La rapidità nell’approvazione dei vaccini era oltremodo giustificata, anche se gli Stati Uniti hanno chiamato la loro ricerca vaccinale Operation Warp Speed, che suona più come una storia di James Bond che come un percorso scientifico. Ma adesso la velocità è entrata a far parte della nostra concezione della scienza, che invece ha tempi lenti per poter accumulare evidenze solide.
Anche perché prima di approvare l’uso commerciale di un farmaco, sarebbero opportuni studi indipendenti che riproducano gli effetti positivi dichiarati dalle case farmaceutiche.
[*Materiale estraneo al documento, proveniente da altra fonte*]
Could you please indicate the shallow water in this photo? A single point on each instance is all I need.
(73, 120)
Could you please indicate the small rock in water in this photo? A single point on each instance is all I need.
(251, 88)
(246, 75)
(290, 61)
Per esempio, un altro farmaco che nel recente passato è stato somministrato per alleviare gli effetti cognitivi della Malattia di Alzheimer, il donepezil, dimostrava effetti molto più marcati negli studi finanziati dalle case farmaceutiche che in quelli indipendenti.
La decisione della FDA alimenta speranze perché sembra offrire una soluzione terapeutica per una malattia devastante per la quale non esistono farmaci efficaci, ma desta preoccupazione per l’approvazione di un farmaco, basata su dati ambigui, con risultati clinicamente poco rilevanti, e contro il parere degli stessi esperti della FDA.
In situazioni di incertezza, come quella sull’efficacia clinica degli anticorpi monoclonali anti beta-amiloide per tutti i pazienti affetti da Malattia di Alzheimer, sempre di più le decisioni delle agenzie dei farmaci sembrano guidate da opportunità politiche piuttosto che dalla richiesta di dati solidi. Questo potrebbe influire anche sul metodo di valutazione di future.
Ne “Il Rosso e il Nero”, Stendhal scriveva che “La politica nella letteratura è come un colpo di pistola nel bel mezzo di un concerto”; lo stesso si può dire per la scienza. Vale la pena di irrompere con considerazioni politiche nel meraviglioso percorso di costruzione della conoscenza della scienza per rincorrere utilitarismi basati su evidenze dubbie e su percorsi metodologicamente eccepibili?